RuntimeError: CUDA error: device-side assert triggered - Compile with TORCH_USE_CUDA_DSA to enable device-side assertions

Question

I’m encountering the following error while running a TTS (text-to-speech) model on a GPU using PyTorch:

RuntimeError: CUDA error: device-side assert triggered
Compile with `TORCH_USE_CUDA_DSA` to enable device-side assertions.

This issue occurs when multiple requests are made in quick succession using threading. When requests are spaced out (i.e., single or slower sequential requests), the function works as expected, and no errors are thrown. However, when multiple threads simultaneously process text, the error is triggered inconsistently.

Here is the function I use to split text into smaller parts, synthesize it into audio, and save the results as WAV files:

!git clone https://github.com/coqui-ai/TTS.git
!pip install -r requirements.txt
!pip install .
!pip install numpy==1.24.3

from TTS.tts.configs.xtts_config import XttsConfig
from TTS.tts.models.xtts import Xtts
import torch
import soundfile as sf
from pydub import AudioSegment
import base64
import TTS.tts.layers.xtts.tokenizer as xttsTokenizer
import numpy as np
import io
import os

config_path = "/content/drive/MyDrive/XTTS-v2/config.json"
model_path = "/content/drive/MyDrive/XTTS-v2/"

config = XttsConfig()
config.load_json(config_path)
model = Xtts.init_from_config(config)
model.load_checkpoint(config, checkpoint_dir=model_path, eval=True)
model.cuda()

def TTS_XTTSv2(prompt, speaker_wav_path, id, lang, speed, text_split_length=226):
    split_tts_sentence = xttsTokenizer.split_sentence(text=prompt, lang=lang, text_split_length=text_split_length)

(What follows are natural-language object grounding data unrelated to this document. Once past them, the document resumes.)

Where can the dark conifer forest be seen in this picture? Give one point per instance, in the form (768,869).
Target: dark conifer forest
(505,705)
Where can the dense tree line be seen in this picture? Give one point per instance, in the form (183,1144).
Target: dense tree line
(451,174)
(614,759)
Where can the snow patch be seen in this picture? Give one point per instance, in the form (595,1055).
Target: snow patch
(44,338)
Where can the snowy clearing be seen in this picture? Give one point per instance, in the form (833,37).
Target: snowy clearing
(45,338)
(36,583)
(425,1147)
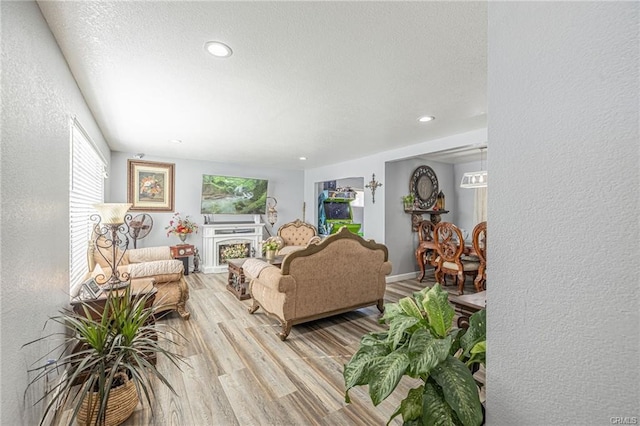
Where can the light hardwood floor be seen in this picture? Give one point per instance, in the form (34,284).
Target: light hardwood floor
(240,373)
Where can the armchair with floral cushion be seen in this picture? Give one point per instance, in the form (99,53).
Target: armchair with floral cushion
(295,236)
(151,262)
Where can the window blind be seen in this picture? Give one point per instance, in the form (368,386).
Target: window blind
(86,188)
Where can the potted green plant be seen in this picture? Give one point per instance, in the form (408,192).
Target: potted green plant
(408,201)
(421,343)
(107,356)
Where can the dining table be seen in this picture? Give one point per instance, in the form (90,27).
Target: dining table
(426,246)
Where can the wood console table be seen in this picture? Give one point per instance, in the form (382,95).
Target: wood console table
(416,216)
(237,284)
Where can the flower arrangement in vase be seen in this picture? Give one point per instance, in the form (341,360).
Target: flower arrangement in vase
(269,248)
(181,227)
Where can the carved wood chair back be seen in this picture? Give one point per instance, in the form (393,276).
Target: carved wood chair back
(426,251)
(450,247)
(480,241)
(480,247)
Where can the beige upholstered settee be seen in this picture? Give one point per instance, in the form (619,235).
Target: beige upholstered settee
(342,273)
(151,262)
(294,236)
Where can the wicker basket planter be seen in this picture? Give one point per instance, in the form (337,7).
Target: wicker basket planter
(120,405)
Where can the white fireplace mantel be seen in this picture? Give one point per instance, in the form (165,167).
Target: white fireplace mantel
(220,235)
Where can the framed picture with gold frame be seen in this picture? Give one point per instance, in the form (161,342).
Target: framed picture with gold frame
(150,186)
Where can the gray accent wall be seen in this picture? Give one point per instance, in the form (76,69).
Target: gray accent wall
(563,316)
(285,185)
(39,98)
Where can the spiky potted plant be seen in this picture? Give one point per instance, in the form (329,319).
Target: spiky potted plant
(108,357)
(421,343)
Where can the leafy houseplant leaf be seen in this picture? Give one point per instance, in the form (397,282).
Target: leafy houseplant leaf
(476,332)
(409,307)
(357,370)
(386,375)
(439,311)
(460,390)
(100,345)
(391,310)
(435,410)
(398,327)
(421,343)
(426,352)
(411,406)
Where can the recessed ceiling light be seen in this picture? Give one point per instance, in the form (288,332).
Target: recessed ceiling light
(218,49)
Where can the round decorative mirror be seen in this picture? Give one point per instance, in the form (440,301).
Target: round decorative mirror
(424,187)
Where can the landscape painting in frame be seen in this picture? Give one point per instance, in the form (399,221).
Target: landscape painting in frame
(150,186)
(233,195)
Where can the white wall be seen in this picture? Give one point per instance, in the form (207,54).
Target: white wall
(39,97)
(285,185)
(563,293)
(463,217)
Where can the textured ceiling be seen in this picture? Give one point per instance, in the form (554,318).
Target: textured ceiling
(331,81)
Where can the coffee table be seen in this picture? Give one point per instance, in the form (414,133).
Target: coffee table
(468,304)
(237,284)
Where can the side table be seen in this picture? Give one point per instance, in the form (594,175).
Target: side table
(182,252)
(139,287)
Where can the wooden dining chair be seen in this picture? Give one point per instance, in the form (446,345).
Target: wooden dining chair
(480,247)
(450,247)
(426,251)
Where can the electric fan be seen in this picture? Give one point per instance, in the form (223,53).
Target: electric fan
(139,227)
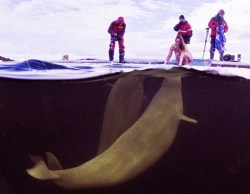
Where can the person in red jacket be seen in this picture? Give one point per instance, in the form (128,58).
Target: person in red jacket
(117,30)
(184,29)
(213,24)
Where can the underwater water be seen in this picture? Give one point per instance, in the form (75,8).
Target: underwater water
(131,123)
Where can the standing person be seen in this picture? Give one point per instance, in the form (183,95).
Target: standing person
(184,29)
(217,23)
(117,31)
(182,54)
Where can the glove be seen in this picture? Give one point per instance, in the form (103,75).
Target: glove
(114,37)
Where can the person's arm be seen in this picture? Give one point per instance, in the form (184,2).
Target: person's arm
(225,27)
(169,55)
(111,28)
(212,24)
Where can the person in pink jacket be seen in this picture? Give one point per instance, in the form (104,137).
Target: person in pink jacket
(213,24)
(117,30)
(184,29)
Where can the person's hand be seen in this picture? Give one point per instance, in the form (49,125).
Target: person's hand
(114,36)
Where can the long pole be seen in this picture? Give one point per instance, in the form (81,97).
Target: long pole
(207,29)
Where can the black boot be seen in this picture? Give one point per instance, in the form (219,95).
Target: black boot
(111,55)
(221,56)
(211,55)
(121,56)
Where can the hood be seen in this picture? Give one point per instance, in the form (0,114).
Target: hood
(120,20)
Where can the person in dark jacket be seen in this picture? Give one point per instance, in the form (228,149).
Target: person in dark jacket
(117,30)
(213,24)
(184,29)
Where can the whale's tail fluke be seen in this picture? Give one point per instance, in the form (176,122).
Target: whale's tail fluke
(40,169)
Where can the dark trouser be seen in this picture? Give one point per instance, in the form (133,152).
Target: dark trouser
(212,49)
(121,49)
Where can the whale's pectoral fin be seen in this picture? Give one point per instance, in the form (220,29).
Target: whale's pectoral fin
(185,118)
(52,162)
(40,169)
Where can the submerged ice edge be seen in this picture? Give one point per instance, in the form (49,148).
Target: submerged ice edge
(43,70)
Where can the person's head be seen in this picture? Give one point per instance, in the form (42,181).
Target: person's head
(179,40)
(120,20)
(182,18)
(221,13)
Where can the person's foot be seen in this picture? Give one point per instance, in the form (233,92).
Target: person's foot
(110,62)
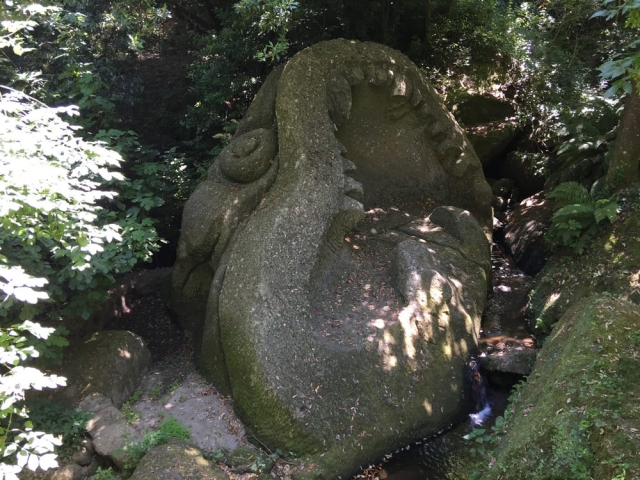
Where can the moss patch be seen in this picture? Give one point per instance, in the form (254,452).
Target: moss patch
(578,416)
(610,267)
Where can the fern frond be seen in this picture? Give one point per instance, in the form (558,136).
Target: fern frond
(570,193)
(605,209)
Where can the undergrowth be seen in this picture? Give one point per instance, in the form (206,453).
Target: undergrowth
(576,222)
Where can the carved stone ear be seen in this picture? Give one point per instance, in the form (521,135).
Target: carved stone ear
(249,156)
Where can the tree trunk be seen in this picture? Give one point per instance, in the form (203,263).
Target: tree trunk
(625,158)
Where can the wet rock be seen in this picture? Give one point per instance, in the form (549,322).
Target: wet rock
(519,360)
(565,419)
(525,231)
(249,460)
(176,460)
(70,471)
(83,456)
(518,166)
(108,429)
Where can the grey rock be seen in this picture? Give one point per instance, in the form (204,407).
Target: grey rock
(512,360)
(177,460)
(525,231)
(359,131)
(111,362)
(110,433)
(70,471)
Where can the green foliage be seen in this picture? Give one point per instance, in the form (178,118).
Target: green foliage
(576,222)
(55,227)
(105,474)
(156,391)
(68,425)
(623,67)
(269,17)
(167,430)
(171,428)
(20,445)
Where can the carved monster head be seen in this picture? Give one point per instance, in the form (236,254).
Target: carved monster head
(349,297)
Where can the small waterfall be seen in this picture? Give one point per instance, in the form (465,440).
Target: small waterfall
(480,395)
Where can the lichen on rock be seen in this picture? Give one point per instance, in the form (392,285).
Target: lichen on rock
(338,296)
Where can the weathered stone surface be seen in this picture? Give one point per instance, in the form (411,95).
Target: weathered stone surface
(70,471)
(249,460)
(525,230)
(519,360)
(362,137)
(491,140)
(108,429)
(110,362)
(176,460)
(579,408)
(480,109)
(519,167)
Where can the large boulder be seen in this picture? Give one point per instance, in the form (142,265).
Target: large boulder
(111,362)
(177,460)
(578,414)
(336,283)
(524,232)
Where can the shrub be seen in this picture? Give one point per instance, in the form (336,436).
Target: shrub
(576,222)
(167,430)
(68,425)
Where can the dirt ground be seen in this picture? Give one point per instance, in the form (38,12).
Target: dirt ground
(172,387)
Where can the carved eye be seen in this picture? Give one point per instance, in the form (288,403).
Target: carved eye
(249,156)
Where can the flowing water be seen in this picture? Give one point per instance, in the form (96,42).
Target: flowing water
(447,456)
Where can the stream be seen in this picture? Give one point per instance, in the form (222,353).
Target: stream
(504,328)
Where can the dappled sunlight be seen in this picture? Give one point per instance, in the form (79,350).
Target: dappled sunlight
(124,353)
(386,351)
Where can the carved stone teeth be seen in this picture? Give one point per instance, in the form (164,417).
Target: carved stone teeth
(401,87)
(348,166)
(449,150)
(353,189)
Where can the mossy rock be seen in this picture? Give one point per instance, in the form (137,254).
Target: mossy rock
(578,416)
(177,460)
(609,266)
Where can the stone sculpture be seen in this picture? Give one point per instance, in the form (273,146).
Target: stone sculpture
(333,267)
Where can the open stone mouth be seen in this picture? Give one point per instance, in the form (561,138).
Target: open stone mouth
(356,308)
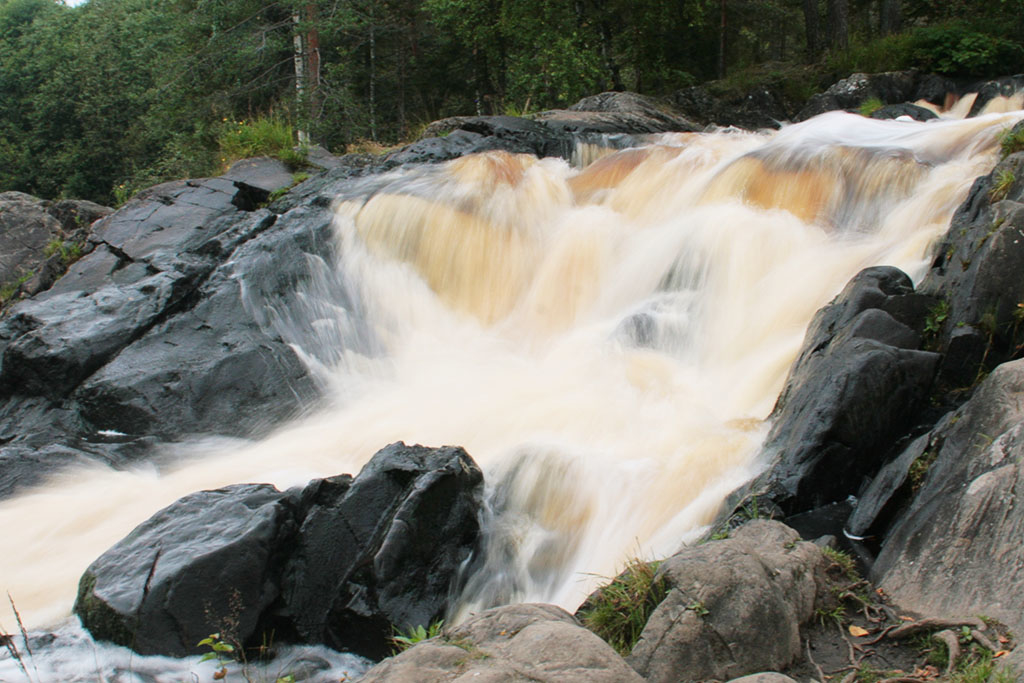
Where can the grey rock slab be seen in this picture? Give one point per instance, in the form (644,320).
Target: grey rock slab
(523,642)
(956,550)
(734,606)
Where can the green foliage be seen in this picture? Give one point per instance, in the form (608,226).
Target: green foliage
(8,290)
(870,105)
(220,651)
(1005,179)
(619,611)
(404,639)
(1012,141)
(844,561)
(919,468)
(935,318)
(262,136)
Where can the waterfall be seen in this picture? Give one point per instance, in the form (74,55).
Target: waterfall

    if lang is None or lang == "":
        lang = lang_detect(prompt)
    output_files = []
    for i, part in enumerate(split_tts_sentence):
        splitted_text_voice_output_path = f"{voice_test_path}/{id}_{i+1}.wav"
        outputs = model.synthesize(
            part,
            config=config,
            speaker_wav=speaker_wav_path,
            language=lang,
            speed=speed
        )

        wav_output = outputs['wav']

        sf.write(splitted_text_voice_output_path, wav_output, 24000)
        output_files.append(splitted_text_voice_output_path)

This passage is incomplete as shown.